Basic test of the rude model
To test and demonstrate the design I built a breadboard prototype as shown below.
For testing my primitive model, a mobile phone was reposed very close (~ 50mm) to the microphone with the aid of a slanted mobile phone tail clip (see next snap). This proved ideal for initial testing purposes but when the unit is fitted into the enclosure it may, for example be more comfortable to place the mobile phone on the topside of the enclosure.

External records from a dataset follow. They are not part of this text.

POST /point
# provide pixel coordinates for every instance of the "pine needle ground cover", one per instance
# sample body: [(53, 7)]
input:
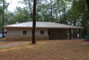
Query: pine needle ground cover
[(47, 50)]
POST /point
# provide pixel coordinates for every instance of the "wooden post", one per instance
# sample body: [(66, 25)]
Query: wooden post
[(34, 22), (69, 33), (3, 19)]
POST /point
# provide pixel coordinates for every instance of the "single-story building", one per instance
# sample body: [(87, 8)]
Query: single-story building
[(44, 31)]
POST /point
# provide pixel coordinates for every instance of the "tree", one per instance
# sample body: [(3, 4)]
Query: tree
[(34, 22)]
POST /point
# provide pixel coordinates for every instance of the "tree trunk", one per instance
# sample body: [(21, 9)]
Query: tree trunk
[(34, 22), (3, 19), (87, 3)]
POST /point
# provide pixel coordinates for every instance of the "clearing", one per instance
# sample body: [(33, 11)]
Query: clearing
[(45, 50)]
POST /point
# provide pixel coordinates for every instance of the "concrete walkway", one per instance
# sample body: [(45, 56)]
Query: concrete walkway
[(12, 44)]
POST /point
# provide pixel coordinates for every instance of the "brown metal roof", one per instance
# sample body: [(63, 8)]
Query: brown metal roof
[(47, 25)]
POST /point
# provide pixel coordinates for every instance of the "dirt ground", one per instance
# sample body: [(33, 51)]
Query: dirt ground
[(47, 50)]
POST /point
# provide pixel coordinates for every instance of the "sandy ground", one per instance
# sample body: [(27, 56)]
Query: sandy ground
[(47, 50)]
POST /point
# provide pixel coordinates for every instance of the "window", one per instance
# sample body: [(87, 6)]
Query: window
[(42, 32), (24, 32)]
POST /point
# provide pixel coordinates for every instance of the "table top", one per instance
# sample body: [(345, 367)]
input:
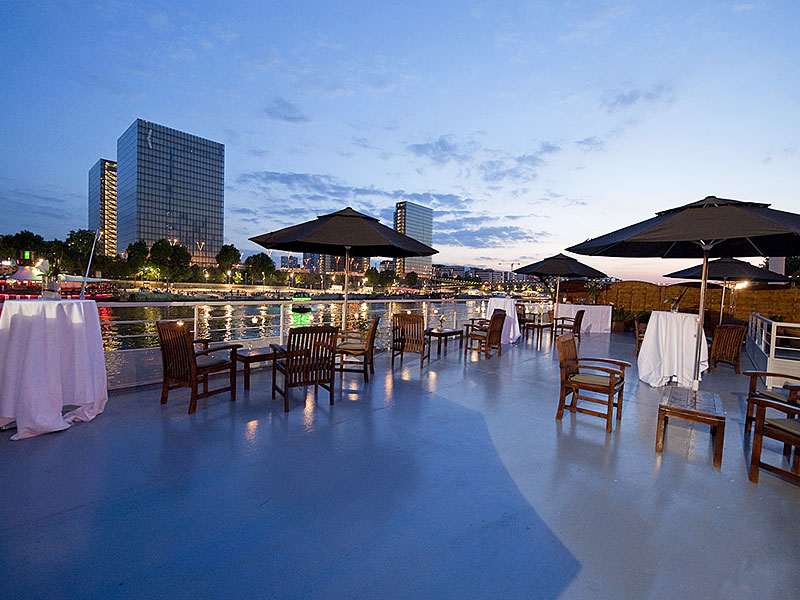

Note that, in order to save much time and money, a prewired LM386 module was used for the quick test. The LM386 low voltage audio power amplifier module is ideal if you need a small amplifier for your audio experiments and prototypes. However I used a customized version as I substituted certain components in the original board with those of my choice to run the model successfully as intended. You can refer this article to play along with the cheap eBay LM386 module https://www.codrey.com/electronic-circuits/little-audio-amplifier-lm386/
Component List
In order to clearly identify the components, I’ve listed them in the following table.
| R1 | 2K2 ¼ w |
| R2 | 100K ¼ w |
| R3 | 10K ¼ w |
| R4 | 2K2 ¼ w |
| R5 | 10Ω ¼ w |
| P1 | 10K volume control with switch |
| C1 | 10uF/16v |
| C2 | 100nF |
| C3 | 100nF |
| C4 | 100nF |
| C5 | 100uF/25v |
| C6 | 100nF |
| C7 | 10uF/16v |
| C8 | 1uF/16v |
| LED1 | Red 3mm |
| D1 | 1N4007 |
| T1 | BC547B |
| IC1 | LM386 |
| ECM | 4-8mm electret condenser mic |
| SP1 | 8Ω /1W loudspeaker |
Epilogue
Simplest adaption of the acoustic coupling method is sensitive to external noise and depends on the type, dimension, and performance of the mobile phone handset/portable music player. Nevertheless, the acoustic coupler idea greatly simplifies the electronic interface to a considerable extent. Probably I’ll come back with the circuit of an inductive audio coupler within a couple of weeks. Meanwhile give this project a good try because with luck you could get superb results. As always, in the beginning you must be able to walk firmly on the ground before you start walking on a tightrope!